Kübra Karahanoğlu, yapay zekânın edebiyat üzerindeki etkilerini değerlendirirken, bu teknolojinin yazarlara hem ilham kaynağı olabileceğini hem de yaratıcılıklarını köreltebileceğini belirtti. Yazarlıkta en büyük sorun ise duygunun eksikliği olarak öne çıkıyor. “Yapay zekâda yazar ve okuyucu için duygunun yokluğu soru işareti yaratıyor” şeklinde konuştu.
“YAPAY ZEKADAN CEMAL SÜREYA VE ÖZDEMİR ASAF’IN DİLİNDEN ŞİİR YAZMASINI İSTEDİM, AYNI HİSSİ ALAMADIM”
Karahanoğlu, yapay zekâ ile Cemal Süreya ve Özdemir Asaf tarzında şiirler yazdırmayı denediğini de aktardı. “Teknik açıdan doğru ama aynı duyguyu alamadım” diyerek, metinlerin şiirsel bir yapıya sahip olduğunu fakat yeterli hissetmediğini dile getirdi. Ayrıca, “Yapay zekayla yazılmış metinlerde yazarlık iddiasında bulunmayı çok doğru bulmuyorum” şeklindeki görüşüyle etik bir duruş sergiledi.

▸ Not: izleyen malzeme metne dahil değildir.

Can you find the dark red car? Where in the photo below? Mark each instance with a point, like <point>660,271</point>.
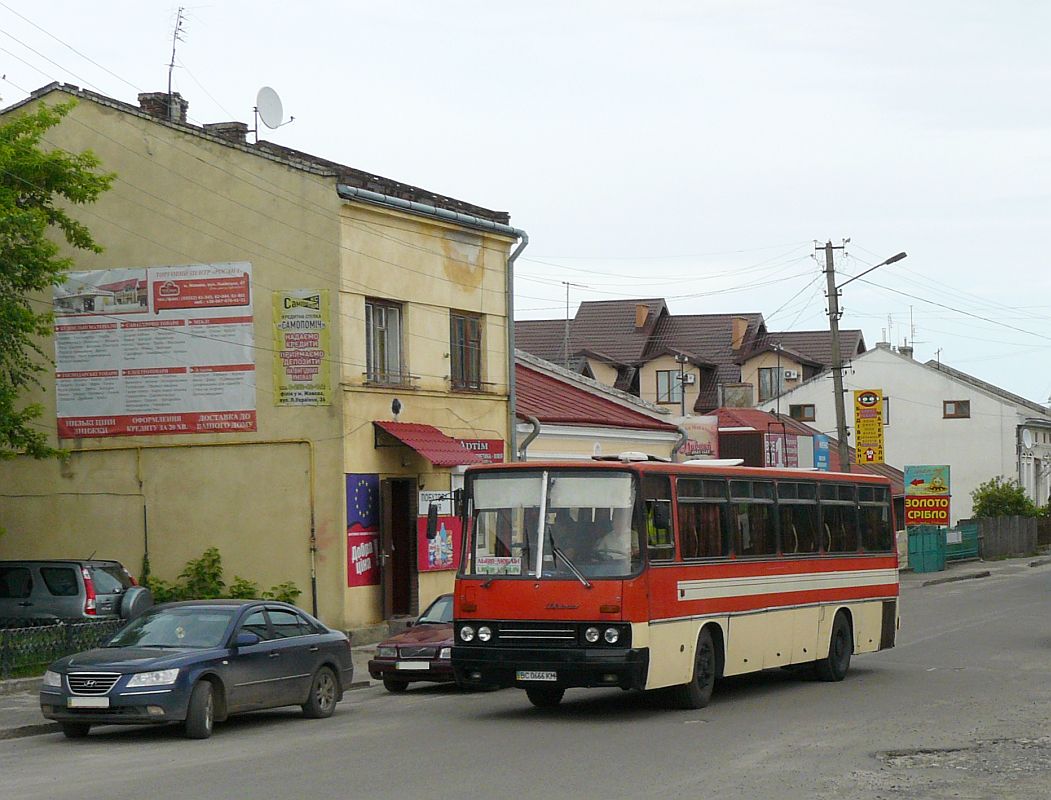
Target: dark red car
<point>421,652</point>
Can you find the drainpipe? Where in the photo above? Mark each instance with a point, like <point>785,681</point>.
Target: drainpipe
<point>469,221</point>
<point>683,438</point>
<point>520,455</point>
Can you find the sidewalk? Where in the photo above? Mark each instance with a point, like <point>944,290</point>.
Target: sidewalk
<point>20,706</point>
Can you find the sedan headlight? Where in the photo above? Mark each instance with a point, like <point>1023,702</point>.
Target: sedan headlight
<point>159,678</point>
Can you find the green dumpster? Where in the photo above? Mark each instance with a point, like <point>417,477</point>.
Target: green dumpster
<point>927,548</point>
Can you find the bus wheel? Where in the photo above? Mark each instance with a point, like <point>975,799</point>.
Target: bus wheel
<point>840,649</point>
<point>544,697</point>
<point>697,693</point>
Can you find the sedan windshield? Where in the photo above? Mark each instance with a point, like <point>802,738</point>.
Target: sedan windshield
<point>557,524</point>
<point>177,628</point>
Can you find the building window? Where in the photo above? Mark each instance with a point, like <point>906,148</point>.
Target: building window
<point>668,386</point>
<point>465,350</point>
<point>770,383</point>
<point>383,342</point>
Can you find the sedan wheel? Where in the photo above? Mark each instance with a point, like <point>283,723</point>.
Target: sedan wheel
<point>323,695</point>
<point>201,713</point>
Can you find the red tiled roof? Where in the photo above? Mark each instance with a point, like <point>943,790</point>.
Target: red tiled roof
<point>430,443</point>
<point>553,401</point>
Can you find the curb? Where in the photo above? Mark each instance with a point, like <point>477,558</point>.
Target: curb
<point>953,578</point>
<point>16,685</point>
<point>23,731</point>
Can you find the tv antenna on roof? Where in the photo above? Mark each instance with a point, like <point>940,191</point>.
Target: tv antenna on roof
<point>269,109</point>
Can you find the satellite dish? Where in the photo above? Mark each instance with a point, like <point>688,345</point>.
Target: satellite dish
<point>269,108</point>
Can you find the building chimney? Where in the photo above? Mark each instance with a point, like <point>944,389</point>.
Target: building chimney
<point>232,131</point>
<point>641,312</point>
<point>740,327</point>
<point>164,106</point>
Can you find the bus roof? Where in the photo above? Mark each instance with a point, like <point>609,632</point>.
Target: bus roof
<point>667,468</point>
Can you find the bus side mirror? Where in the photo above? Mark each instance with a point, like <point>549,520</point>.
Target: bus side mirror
<point>662,515</point>
<point>432,520</point>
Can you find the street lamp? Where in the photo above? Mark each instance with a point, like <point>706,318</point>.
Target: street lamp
<point>833,324</point>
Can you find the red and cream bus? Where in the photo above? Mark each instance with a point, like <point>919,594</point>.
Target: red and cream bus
<point>642,574</point>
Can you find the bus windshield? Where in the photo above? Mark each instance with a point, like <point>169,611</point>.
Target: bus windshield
<point>553,524</point>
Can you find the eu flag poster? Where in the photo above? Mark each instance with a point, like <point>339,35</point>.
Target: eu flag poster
<point>363,530</point>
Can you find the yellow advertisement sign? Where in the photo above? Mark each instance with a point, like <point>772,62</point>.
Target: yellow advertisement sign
<point>301,348</point>
<point>868,426</point>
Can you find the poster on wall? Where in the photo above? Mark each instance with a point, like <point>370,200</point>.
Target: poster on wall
<point>927,495</point>
<point>703,442</point>
<point>490,450</point>
<point>442,551</point>
<point>155,351</point>
<point>302,348</point>
<point>363,530</point>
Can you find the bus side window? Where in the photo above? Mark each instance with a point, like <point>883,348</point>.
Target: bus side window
<point>657,498</point>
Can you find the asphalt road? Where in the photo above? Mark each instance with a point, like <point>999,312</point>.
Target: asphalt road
<point>959,710</point>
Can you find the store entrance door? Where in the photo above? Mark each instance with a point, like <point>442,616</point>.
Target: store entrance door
<point>397,547</point>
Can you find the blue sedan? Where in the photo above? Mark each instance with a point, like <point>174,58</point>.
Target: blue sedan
<point>198,662</point>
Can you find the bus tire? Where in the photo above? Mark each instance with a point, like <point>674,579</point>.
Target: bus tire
<point>697,693</point>
<point>544,697</point>
<point>835,665</point>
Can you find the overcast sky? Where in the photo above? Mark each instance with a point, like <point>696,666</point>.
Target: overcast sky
<point>689,150</point>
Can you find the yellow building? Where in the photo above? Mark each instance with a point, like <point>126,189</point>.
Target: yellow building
<point>275,354</point>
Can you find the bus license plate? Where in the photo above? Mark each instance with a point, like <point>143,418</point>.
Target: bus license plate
<point>534,675</point>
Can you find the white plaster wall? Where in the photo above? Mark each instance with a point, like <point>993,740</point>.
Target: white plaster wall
<point>976,449</point>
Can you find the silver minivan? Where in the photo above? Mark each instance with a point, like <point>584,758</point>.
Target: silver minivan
<point>68,590</point>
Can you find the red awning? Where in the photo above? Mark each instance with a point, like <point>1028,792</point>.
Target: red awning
<point>429,442</point>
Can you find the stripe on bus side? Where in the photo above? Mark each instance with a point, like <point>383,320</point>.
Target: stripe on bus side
<point>709,589</point>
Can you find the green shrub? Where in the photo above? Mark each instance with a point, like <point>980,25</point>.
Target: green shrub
<point>1002,497</point>
<point>202,579</point>
<point>243,589</point>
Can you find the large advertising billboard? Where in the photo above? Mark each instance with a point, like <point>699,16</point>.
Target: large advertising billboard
<point>155,351</point>
<point>927,494</point>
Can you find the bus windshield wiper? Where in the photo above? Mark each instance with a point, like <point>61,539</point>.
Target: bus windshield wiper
<point>565,559</point>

“YAPAY ZEKA TARAFSIZ CEVAP VEREMİYOR”
Programda yapay zekânın nesnellik konusundaki yeterliliğini değerlendiren Karahanoğlu, “Yapay zekâ tarafsız cevap veremiyor” diyerek, bu sistemlerin duygusal veya ideolojik eğilimler taşıyabileceğini vurguladı. Yazar ve danışmanlık alanlarında insan dokunuşunun yerini henüz hiçbir teknolojinin almadığını savundu.